But this was not your average, garden variety heroin of the kind sold in £20 bags under railway arches, council flats and nightclubs - I am reliably told that the price has halved. This particular heroin was 100% pure and uncut. Charlie had been sleeping with about £100K worth of this powder underneath his pillow, at his digs somewhere east of Bombay for some two weeks. Up until this trip, which was his first abroad, he had never tried the stuff and had never particularly wanted to either. He'd been smoking and selling weed since he was 12, but now five years later, his curiosity to try harder drugs had been triggered by his new employer, Mr K.

Like many curious teenagers, Charlie wanted to find out what all the fuss was about for himself.

Five grand in cash is a lot of money to anybody. But if you are sixteen year old Sikh boy living in a council estate in White City, London in 1991 having been kicked out shortly before your 15th birthday with no qualifications, you have no job, no plans and a violent alcoholic father, the idea of smuggling a small package of innocent looking powder into the UK was not only an adventure, it was a no-brainer.

In fact it was for these reasons that Mr K recruited him. He would have done it for half the price of course, but didn't mention that to Mr K. Anyway back to Heathrow, specifically the green channel at terminal 2. 

What you are about to read will sound like stupidity but trust me Charlie is no fool. He is very smart. Street smart. He was just a kid, on his trafficking apprenticeship and on a very steep learning curve at the school of survival. But he made two key mistakes. The first was not anticipating the significant weight loss caused by two weeks of daily heroin use. It meant that his clothing didn't fit him particularly well and even with his belt on the tightest notch, they kept falling down to his knees as he walked. Anyone behind him would have enjoyed a clear view of his pants (they were brown, he told me) as he shuffled his way to the entrance to the green channel. He drew attention to himself, albeit comically, but of course not ideal while smuggling class A drugs into a country.

His second mistake was a little worse. Charlie had smoked so much pure heroin on the flight he was still high by the time he reached Customs. Yes, smoking pure heroin had relieved the boredom of a long flight and the anxiety of approaching the finish line but unfortunately he now, not just a little stoned, but REALLY high; the falling asleep kind of really high.

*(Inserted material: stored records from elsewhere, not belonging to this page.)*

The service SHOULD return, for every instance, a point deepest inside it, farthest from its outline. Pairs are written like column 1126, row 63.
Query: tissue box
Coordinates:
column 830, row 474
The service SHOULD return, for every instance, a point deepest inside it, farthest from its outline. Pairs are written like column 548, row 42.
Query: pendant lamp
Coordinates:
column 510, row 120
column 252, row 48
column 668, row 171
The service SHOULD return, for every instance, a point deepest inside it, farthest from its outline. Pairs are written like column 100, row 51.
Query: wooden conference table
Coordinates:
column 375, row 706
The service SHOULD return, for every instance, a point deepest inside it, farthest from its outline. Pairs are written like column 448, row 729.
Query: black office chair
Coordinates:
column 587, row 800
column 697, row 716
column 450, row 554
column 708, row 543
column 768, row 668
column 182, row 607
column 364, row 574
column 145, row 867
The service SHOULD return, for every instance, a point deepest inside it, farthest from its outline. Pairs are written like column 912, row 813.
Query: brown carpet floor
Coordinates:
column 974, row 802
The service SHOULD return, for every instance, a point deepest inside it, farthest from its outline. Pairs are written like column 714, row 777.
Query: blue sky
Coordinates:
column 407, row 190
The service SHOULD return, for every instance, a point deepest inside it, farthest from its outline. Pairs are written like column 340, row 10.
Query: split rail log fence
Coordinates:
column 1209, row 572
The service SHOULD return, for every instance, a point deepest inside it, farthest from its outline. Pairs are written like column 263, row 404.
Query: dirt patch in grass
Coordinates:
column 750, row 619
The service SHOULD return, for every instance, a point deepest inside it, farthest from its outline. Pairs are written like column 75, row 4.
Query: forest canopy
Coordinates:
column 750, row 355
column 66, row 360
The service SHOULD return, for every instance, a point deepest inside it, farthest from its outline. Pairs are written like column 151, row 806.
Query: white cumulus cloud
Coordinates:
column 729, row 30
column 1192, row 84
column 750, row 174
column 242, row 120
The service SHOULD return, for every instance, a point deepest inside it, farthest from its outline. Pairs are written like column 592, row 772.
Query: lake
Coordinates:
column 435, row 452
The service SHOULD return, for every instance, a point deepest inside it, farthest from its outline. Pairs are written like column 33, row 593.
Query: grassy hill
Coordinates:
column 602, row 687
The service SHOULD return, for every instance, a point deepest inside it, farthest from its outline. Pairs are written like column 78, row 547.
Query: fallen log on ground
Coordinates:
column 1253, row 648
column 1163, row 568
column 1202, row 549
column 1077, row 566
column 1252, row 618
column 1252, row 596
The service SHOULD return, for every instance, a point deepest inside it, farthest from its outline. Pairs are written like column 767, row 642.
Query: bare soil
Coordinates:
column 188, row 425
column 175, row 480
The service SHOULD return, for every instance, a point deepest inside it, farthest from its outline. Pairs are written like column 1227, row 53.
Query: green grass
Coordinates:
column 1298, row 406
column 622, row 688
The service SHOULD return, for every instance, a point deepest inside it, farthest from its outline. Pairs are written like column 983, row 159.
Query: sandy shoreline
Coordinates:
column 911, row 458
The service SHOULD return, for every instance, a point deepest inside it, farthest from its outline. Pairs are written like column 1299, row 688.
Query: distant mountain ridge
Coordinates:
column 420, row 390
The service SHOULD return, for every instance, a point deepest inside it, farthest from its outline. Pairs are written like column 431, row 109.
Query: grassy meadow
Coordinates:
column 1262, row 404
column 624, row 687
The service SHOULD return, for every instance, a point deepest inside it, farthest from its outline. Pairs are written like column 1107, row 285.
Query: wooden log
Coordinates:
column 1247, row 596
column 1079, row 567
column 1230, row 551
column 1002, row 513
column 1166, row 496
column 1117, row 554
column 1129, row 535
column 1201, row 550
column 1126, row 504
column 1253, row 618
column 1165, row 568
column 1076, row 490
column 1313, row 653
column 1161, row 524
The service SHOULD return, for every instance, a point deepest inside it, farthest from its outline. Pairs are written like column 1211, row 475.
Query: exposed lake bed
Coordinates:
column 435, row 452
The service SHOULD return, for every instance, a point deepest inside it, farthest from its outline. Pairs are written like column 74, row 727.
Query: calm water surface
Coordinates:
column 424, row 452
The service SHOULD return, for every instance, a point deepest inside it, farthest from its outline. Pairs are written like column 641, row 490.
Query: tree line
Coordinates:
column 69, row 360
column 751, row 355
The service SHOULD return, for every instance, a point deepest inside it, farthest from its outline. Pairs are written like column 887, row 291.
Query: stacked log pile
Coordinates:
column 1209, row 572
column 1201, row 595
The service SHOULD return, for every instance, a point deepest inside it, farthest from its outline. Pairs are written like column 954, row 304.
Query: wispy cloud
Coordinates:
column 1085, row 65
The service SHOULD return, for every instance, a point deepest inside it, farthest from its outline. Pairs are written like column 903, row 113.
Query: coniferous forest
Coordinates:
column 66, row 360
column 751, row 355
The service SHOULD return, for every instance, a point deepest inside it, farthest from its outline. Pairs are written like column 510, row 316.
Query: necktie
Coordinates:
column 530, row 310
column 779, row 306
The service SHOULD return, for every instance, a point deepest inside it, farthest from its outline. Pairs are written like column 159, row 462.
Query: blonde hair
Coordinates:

Halfway along the green channel corridor, some 8 or 9 metres from the door to the arrivals hall, Charlie stopped innocently for a rest. He leaned against the wall and with a wave of tiredness, melted into the plasterboard and slid slowly to the floor. At the same time, so did his jeans. You would not need to be customs officer of the year to spot that a young man with the physique of an addict, his waistband at his knees and fading in and out of consciousness may be worth of further investigation. Charlie told me the only thing he really remembers was the Customs Officer summoning him in slow motion with blurred movements of his index finger.

I first met Charlie in 2008. After spending most of his adult life involved in crime, and having lost at least ten years of it to heroin addiction it was fascinating to learn from him how he got himself clean of all drugs and alcohol, attended the gym regularly and managed to get a BA in fine art (2:1 with honours). Pretty impressive for a dyslexic addict ex-con with no qualifications. His life was fully back on track.

Also, his art was outstanding. Challenging, but outstanding. He had a unique view of the world and a real talent for expression. He offered an insight into the darkest parts of humanity. This man really has been to hell and back several times, but had begun to see that his extraordinary life and adversity could be his superpower.

Through his art he was able to he was able to tell people the truth about what he'd seen. His passion was for taboo subjects of abuse, addiction and the reality of growing up surrounded by drugs and violence out in the open to start conversations, rather than be hidden behind closed doors and whispers.

He's not answering my messages but we will make a cracking movie when he does.